Re: [PATCH] genirq: Sanitize spurious interrupt detection of threadedirqs
From: Thomas Gleixner
Date: Fri Mar 08 2013 - 11:12:18 EST
On Fri, 8 Mar 2013, Till Straumann wrote:
> 1) I'm not sure adding the SPURIOUS_DEFERRED flag into
> threads_handled_last is OK - what happens if the atomic_t counter
> can hold more than 31 bits? In this case, when thread handlers
> increment the counter there is interference with the flag. If
> this is not harmful then it is at least ugly.

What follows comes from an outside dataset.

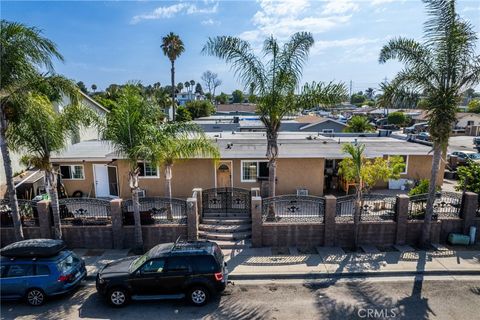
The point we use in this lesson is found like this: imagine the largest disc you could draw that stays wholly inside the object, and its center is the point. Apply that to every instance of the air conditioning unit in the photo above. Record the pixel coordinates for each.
(302, 192)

atomic_t is going to stay 32 bit otherwise we'll have more horrible
problems than that one.
> I'm not as familiar with the code as you are but wouldn't it be
> simpler to always defer spurious detection thus avoiding to have to
> keep track of the state (deferral active/inactive)? I.e., if any
> primary handler returns IRQ_HANDLED then we simply increment the
> counter. note_interrupt() could then always compare the previous
> count to the current count and if they are equal conclude that the
> interrupt was not handled:
Yeah, we could do it that way. Would probably be simpler.

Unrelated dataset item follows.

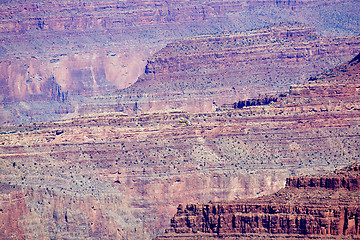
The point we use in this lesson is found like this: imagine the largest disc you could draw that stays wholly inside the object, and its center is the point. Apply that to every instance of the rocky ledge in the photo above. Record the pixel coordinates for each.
(326, 206)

> handle_irq_event_percpu()
> {
> ...
> if (!noirqdebug)
> note_interrupt(irq, desc, retval);
>
> if ( (retval & IRQ_HANDLED) )
> atomic_inc(&desc->threads_handled);
> }
>
> and in 'note_interrupt()'
>
> handled = atomic_read(&desc->threads_handled);
> if ( desc->threads_handled_last == handled ) {
> action_ret = IRQ_NONE;
> } else {
> action_ret = IRQ_HANDLED;
> desc->threads_handled_last = handled;
> }
>
> Either way - I'm not sure what deferral does to the part of the algorithm
> in note_interrupt() which deals with misrouted interrupts since the
> 'action_ret' that goes into try_misrouted_irq() is delayed by one interrupt
> cycle.
That should not matter much methinks, but I'll try what explodes on
one of my affected machines.
>
> 2) note_interrupt is also called from irq/chip.c:handle_nested_irq() and I
> believe
> this routine would also need to increment the 'threads_handled' counter
> rather
> than calling note_interrupt.
That's a different issue. The nested_irq handler is for interrupts
which are demultiplexed by a primary threaded handler. That interrupt
is never handled in hard interrupt context. It's always called from
the context of the demultiplxing thread.